Experiments were conducted in accordance with the ethical guidelines of the National Institutes of Health and with the approval of the Institutional Animal Care and Use Committee of Washington University in St Louis. Briefly the heart is removed via a thoracotomy and a cannula is placed in the aorta to allow retrograde perfusion of oxygenated Tyrode’s solution. The perfusion mimics the electrolyte balance within the animal and provides an energy substrate for the heart to continue to function normally from an electrical perspective. The heart is submerged in a perfusion chamber maintained at 37°C with a pH in the range of 7.35–7.45, controlled by oxygen flow. The optical signals of transmembrane potential (V_m) and calcium transients (CaT) rely on the collection of fluorescent signals from a potentiometric dye (di-4 ANEPPS or RH-237) or calcium indicator (Rhod-2a) added to the perfusate with a CMOS camera; when needed to avoid motion artifacts an excitation-contraction uncoupler (Blebbistatin) is also added to the perfusate. Supplementary Fig. 15 illustrates representative experimental settings.

Data acquisition and processing

Electrophysiology

The electrical signals are recorded from the Au electrodes on the 3D-MIMs with a 240-channel unipolar electrogram acquisition system (Astrocard, Boston) and a custom-built interface. Both the optical and electrical signals are collected at a sampling frequency of 1 kHz, aligned with a trigger TTL pulse and post-processed separately in custom MATLAB software.
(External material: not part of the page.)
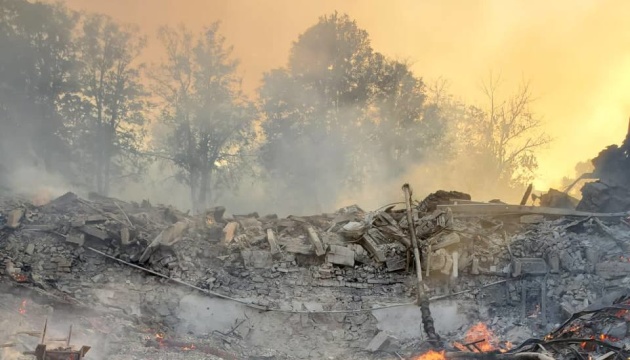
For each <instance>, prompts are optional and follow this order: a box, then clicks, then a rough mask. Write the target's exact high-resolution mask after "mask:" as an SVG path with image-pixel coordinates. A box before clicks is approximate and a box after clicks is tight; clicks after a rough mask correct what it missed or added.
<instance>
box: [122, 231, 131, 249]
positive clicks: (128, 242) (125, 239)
mask: <svg viewBox="0 0 630 360" xmlns="http://www.w3.org/2000/svg"><path fill="white" fill-rule="evenodd" d="M120 244H121V245H122V246H127V245H129V244H131V238H130V235H129V228H128V227H126V226H123V227H122V228H120Z"/></svg>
Post-processing: The electrical signals acquired from the 3D-MIMs are first filtered with a 60 Hz notch filter internal to the acquisition software, then the electrophysiological parameter of interest activation time is calculated (Fig. 3c) and aligned to the spatial coordinates of the electrodes based on the optical background file. The optical signals are binned, filtered and normalized as previously described³¹. A spatial 3x3 binning filter is applied, as well as a 100 Hz low pass digital filter, and the amplitude of the fractional fluorescence is normalized to between 0 and 1 for each pixel’s temporal sequence. The electrophysiological parameters are calculated for the complete field of view. To create the spatial maps, the activation times are interpolated using MATLAB’s internal function for cubic interpolation of scattered data. The optical map is also sampled at the coordinates of the electrodes and the same interpolation method is applied to compare the full resolution optical pattern with the sampled optical map and the electrical map. pH data: pH data were acquired using measurement of open circuit potential of each sensor reference to an Ag/AgCl electrode, using Gamry Reference 600 potentiostat. A custom made relay system was used for multiplexing.

Temperature and strain

Data for temperature and strain sensors is acquired with measurements of resistance of each sensor using a custom built system based on National Instruments PXI-6289 board. The resistance of each of the 16 sensors is recorded simultaneously with a 160 μA probe current, a 16-bit A/D converter and a 15 ms sampling period at each sensor.